[JBoss JIRA] Created: (TEIID-1673) Co-ordinate Materialization Table loads accross the cluster
by Ramesh Reddy (JIRA)
Co-ordinate Materialization Table loads accross the cluster
-----------------------------------------------------------
Key: TEIID-1673
URL: https://issues.jboss.org/browse/TEIID-1673
Project: Teiid
Issue Type: Enhancement
Components: Server
Affects Versions: 7.4
Reporter: Ramesh Reddy
Assignee: Steven Hawkins
This is the conversation captured between, rareddy, shawkins and sbrooks, for the refreshMatView system procedure functionality and how it behaves currently and proposed modfication.

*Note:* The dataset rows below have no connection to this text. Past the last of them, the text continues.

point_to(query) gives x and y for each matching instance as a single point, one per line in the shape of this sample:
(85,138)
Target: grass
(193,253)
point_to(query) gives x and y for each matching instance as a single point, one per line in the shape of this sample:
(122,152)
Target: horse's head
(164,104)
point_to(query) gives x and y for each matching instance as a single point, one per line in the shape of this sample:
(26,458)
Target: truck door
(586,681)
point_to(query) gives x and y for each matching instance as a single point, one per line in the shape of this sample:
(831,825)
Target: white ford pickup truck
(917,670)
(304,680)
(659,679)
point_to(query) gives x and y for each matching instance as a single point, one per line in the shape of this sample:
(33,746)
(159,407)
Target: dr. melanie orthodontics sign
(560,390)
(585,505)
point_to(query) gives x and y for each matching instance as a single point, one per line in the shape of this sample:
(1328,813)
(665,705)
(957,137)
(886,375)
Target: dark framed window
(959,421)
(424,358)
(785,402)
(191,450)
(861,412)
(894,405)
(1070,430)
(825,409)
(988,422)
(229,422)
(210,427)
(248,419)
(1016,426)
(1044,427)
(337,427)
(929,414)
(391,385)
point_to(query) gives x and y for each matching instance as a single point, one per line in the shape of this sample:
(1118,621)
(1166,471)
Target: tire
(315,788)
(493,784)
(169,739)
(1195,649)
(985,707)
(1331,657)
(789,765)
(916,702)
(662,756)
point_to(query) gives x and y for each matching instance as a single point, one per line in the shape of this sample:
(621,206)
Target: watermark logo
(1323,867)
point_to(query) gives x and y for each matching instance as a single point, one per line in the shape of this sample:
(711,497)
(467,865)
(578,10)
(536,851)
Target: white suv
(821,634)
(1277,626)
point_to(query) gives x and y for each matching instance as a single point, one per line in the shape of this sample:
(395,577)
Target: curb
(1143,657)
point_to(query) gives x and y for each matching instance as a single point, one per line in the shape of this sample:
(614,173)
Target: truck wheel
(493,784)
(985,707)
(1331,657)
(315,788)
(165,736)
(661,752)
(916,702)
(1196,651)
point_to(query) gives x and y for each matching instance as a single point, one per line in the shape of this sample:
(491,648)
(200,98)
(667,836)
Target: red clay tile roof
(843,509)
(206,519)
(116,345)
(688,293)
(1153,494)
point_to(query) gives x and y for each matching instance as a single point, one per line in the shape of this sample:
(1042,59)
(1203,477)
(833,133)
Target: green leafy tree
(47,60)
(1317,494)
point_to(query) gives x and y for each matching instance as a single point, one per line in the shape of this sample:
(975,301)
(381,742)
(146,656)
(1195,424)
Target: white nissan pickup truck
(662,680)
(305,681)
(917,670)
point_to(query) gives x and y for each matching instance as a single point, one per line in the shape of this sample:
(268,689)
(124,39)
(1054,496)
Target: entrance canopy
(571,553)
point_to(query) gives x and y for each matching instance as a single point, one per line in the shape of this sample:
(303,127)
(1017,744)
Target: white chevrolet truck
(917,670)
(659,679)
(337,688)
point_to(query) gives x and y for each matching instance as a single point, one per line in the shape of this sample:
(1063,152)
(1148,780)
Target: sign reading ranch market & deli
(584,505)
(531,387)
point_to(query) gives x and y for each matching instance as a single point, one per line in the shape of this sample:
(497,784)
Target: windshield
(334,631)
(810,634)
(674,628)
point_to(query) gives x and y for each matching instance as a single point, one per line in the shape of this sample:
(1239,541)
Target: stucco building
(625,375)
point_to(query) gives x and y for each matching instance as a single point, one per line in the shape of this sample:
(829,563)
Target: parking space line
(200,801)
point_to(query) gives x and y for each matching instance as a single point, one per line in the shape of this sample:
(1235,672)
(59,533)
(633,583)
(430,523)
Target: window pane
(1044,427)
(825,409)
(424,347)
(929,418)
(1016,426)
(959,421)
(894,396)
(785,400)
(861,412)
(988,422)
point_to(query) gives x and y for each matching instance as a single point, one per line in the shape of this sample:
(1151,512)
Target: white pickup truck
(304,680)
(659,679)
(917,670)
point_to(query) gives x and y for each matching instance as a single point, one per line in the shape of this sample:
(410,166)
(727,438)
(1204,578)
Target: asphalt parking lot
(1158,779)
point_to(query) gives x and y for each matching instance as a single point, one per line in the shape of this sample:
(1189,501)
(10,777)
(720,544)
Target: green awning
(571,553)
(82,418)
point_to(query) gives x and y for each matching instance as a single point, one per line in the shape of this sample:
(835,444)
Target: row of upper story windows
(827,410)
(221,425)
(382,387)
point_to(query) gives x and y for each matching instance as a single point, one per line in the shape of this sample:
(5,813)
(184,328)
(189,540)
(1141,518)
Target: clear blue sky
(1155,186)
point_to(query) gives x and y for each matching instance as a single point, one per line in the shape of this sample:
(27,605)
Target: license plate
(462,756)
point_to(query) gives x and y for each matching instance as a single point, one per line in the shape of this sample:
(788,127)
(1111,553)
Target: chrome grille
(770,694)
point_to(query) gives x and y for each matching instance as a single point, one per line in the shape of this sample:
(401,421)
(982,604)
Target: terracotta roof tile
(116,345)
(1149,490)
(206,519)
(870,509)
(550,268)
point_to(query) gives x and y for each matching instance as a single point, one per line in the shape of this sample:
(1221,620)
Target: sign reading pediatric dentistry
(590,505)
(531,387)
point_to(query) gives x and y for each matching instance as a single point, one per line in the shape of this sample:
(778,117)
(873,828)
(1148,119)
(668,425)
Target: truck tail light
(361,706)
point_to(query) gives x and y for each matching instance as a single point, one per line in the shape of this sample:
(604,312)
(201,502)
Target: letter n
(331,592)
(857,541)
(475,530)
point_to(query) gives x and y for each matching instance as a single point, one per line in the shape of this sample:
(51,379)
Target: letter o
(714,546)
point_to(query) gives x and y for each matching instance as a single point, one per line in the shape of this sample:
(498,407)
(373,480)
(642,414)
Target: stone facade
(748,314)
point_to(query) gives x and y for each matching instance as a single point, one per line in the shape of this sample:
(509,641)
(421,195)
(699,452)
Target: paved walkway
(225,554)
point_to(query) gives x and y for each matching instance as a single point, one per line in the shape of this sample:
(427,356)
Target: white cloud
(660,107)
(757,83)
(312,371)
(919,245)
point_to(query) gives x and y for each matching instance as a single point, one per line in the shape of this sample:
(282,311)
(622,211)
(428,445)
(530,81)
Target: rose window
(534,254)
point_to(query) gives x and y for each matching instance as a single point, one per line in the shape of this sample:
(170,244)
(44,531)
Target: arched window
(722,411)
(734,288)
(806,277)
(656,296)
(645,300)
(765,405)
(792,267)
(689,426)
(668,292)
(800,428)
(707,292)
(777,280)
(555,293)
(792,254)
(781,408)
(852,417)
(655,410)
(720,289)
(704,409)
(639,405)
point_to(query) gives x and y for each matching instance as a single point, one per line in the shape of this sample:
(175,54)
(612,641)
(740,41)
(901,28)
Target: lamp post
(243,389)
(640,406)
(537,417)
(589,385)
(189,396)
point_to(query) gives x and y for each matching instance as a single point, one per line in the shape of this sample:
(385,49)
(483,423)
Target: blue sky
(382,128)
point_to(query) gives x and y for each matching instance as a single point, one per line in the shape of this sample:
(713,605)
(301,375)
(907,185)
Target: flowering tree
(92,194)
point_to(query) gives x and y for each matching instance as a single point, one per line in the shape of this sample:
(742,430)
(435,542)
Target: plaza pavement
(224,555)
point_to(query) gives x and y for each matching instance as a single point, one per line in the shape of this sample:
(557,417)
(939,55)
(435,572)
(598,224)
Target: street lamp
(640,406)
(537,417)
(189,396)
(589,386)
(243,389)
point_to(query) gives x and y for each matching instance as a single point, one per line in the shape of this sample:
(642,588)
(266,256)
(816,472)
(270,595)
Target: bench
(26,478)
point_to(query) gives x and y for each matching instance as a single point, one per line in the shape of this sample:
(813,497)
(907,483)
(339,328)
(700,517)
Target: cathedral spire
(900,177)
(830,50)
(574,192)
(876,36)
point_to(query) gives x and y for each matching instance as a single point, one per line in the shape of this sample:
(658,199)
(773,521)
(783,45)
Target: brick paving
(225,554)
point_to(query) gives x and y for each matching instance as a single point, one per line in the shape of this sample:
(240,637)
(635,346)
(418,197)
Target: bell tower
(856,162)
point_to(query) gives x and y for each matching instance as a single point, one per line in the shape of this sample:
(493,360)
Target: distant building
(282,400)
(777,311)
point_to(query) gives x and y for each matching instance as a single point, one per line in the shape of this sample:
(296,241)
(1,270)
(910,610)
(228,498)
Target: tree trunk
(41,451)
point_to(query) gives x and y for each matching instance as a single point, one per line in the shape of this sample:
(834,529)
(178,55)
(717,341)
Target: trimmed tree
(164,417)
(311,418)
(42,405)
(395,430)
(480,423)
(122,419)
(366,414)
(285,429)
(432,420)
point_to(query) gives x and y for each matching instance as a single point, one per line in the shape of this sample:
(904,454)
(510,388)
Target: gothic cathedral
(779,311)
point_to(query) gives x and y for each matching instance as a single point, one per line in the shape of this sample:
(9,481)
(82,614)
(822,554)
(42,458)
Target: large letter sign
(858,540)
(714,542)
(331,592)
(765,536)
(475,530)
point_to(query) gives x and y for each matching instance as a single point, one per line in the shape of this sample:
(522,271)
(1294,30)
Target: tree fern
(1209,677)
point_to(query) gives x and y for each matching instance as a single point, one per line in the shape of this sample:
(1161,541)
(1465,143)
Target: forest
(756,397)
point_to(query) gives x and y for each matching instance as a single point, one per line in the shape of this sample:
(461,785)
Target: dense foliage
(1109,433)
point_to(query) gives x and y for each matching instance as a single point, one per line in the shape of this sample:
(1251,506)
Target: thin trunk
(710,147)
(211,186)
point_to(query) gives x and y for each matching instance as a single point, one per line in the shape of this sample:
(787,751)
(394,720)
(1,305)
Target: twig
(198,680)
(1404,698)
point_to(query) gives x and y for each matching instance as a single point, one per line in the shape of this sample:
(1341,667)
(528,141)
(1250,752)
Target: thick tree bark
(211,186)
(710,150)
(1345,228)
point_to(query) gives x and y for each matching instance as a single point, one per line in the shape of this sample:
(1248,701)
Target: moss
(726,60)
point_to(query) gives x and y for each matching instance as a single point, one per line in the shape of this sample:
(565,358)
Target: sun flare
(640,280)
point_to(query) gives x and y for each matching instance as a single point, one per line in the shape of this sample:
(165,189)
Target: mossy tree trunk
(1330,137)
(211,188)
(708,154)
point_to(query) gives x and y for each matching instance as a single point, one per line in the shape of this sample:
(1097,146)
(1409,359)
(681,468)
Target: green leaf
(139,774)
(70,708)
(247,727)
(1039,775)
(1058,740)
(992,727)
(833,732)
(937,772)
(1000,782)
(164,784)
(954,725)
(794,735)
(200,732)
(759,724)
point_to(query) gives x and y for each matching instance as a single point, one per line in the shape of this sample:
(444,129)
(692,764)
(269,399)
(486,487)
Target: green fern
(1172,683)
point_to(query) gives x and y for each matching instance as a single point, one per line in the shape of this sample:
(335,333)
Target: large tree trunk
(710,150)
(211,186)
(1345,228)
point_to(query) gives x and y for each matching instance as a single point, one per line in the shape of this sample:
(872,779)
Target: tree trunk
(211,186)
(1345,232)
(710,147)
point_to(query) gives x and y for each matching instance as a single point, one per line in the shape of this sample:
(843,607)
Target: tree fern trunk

(10:56:48 AM) rareddy: sbrooks: I read through the code; I understand how it does now;
(10:58:26 AM) rareddy: sbrooks: when invalidate == true; the distributed cache is set "invalidate", so all nodes have "invalidate" state. However, the node that received the "refreshMatView" continues on to load the new contents
(10:59:04 AM) rareddy: sbrooks: if the other nodes looking for the refreshed data before the load finishes they get get blocked.
(10:59:29 AM) rareddy: sbrooks: if the refresh finishes, then they get the new data
(11:01:06 AM) rareddy: sbrooks: if invalidate == false, then distributed cache does not get changed, and all nodes will keep serving the old data until the new data is refreshed, once the new data is available it is time stamped to the load time.
(11:12:42 AM) rareddy: sbrooks: now, how the other nodes behave after load, I can not seem to determine correctly. I think they just refresh the data from other node; may be shawkins can confirm
(11:17:34 AM) shawkins: rareddy: with invalidate false when the load finishes, then all nodes should pick up the updated state based upon comparing the local timestamp to the remote (see registerQuery in TempTableDataManager)
(11:21:10 AM) shawkins: rareddy: with invalidate true, things are more complicated. the remote nodes are not coordinated with respect to the load. there's a comment to that effect "//TODO: coordinate a distributed load". so with invalidate true you may load the data multiple times from the source for each node that is queried during the load in an invalid state.
(11:24:28 AM) rareddy: shawkins: but in the invalidate = true case, I see the update to the distributed cache key, would that not everybody to start loading if they see the state as loading?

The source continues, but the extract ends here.